メルセデスAMG A35 4MATICエディション1(4WD/7AT)
隙のないホットハッチ 2019.10.25 試乗記 メルセデスAMGの新たなエントリーモデルとして「A35 4MATIC」が登場した。同じ2リッター直4ターボエンジンを積む最強モデル「AMG A45 S 4MATIC+」の421PSに対して、こちらは306PSとやや控えめな出力。峠道を模したクローズドコースでその実力を確かめた。まずは「A35」から
2019年10月に国内導入された現行の4代目「Aクラス」は、当初1.3リッター直4ターボの「A180」のみだったが、2019年の春には2リッター直4ディーゼルターボ仕様が追加され、さらには「セダン」と車種を増やしている。
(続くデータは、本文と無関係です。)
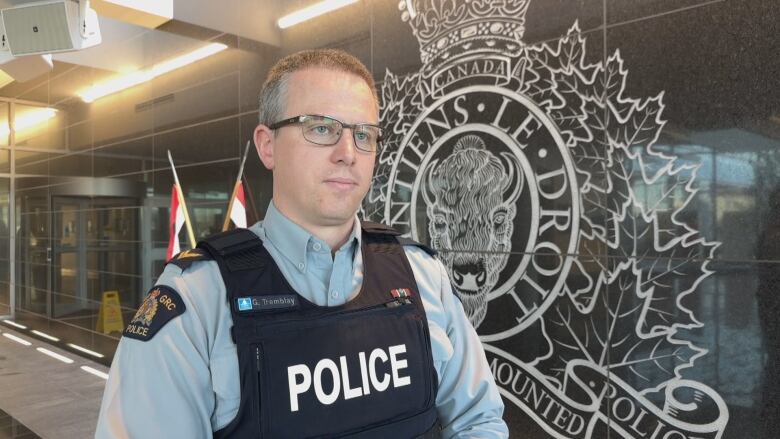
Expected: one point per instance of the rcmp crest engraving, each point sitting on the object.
(525, 166)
海外向けには2リッター直4ターボの「A220」も「A250」もラインナップされているが、それを飛び越してメルセデスAMGのA35 4MATICが導入されたところを見ると、どうやらハッチバックにA220およびA250は設定されないようだ。
それにしても、メルセデス・ベンツのニューモデル攻勢には目を見張るばかりである。特にメルセデスが近年強力にプッシュしているコンパクトモデルシリーズ(NGCC)の増殖が著しく、老婆心ながら心配になるほどだ。おかげで輸入車のなかでもメルセデスブランドは2019年上半期のシェアがナンバー1(JAIA調べ)であるなど健闘していることは事実だろうが、その件について関係者に水を向けると、あまり明るい表情が見られないことが気がかりだ。何しろ、いっぽうでいわゆる新古車が増えていることは周知の事実なのである。老婆心ではあるが。
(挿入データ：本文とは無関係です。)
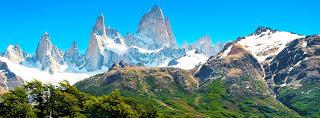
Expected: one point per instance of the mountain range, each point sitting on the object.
(269, 73)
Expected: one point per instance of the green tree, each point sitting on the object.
(15, 104)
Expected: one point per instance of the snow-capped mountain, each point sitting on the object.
(205, 46)
(154, 31)
(266, 43)
(48, 57)
(15, 53)
(153, 45)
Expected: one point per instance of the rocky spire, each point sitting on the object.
(96, 45)
(99, 28)
(44, 47)
(170, 33)
(154, 26)
(73, 50)
(49, 56)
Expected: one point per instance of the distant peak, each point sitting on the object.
(100, 17)
(155, 10)
(262, 29)
(46, 36)
(99, 27)
(74, 44)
それはともかく、Aクラスに追加された高性能版のホットハッチがA35 4MATICである。「35」というモデル名が示すように「45」の弟分に当たり、メルセデスAMGの中ではエントリーモデルの位置づけとなる。この35シリーズは今後他のコンパクトモデルにもラインナップされるはずで、ますますややこしくなる。
ただし、今回試乗したクルマは発表記念の特別仕様モデルである「エディション1」。最近ではよくある手法だが、スタンダードのA35ではオプションとなるAMGアドバンスドパッケージやAMGライドコントロールサスペンションなどが標準装備される上に、フロントのエアスプリッターや大型のリアスポイラー、ボディーサイドのデカールも加わる派手ないでたちの限定モデルである。
バンパー横にはGTレーシングカーのような小さな追加スポイラー(フリックと呼ぶらしい)も取り付けられており、オヤジ世代には正直言って気恥ずかしい。メルセデスAMGも最初からこういう派手な仕立てをする時代になったんだなあ、と驚くが、従来型「AMG A45 4MATIC」でも好評だったらしいので、2匹目のドジョウを狙うのは当然かもしれない。日本メーカーの“コンパクトロケット”がほとんど姿を消した今、飛ばし屋時代を忘れられない年配ユーザーが歓迎したくなるのはこういうモデルなのだろう。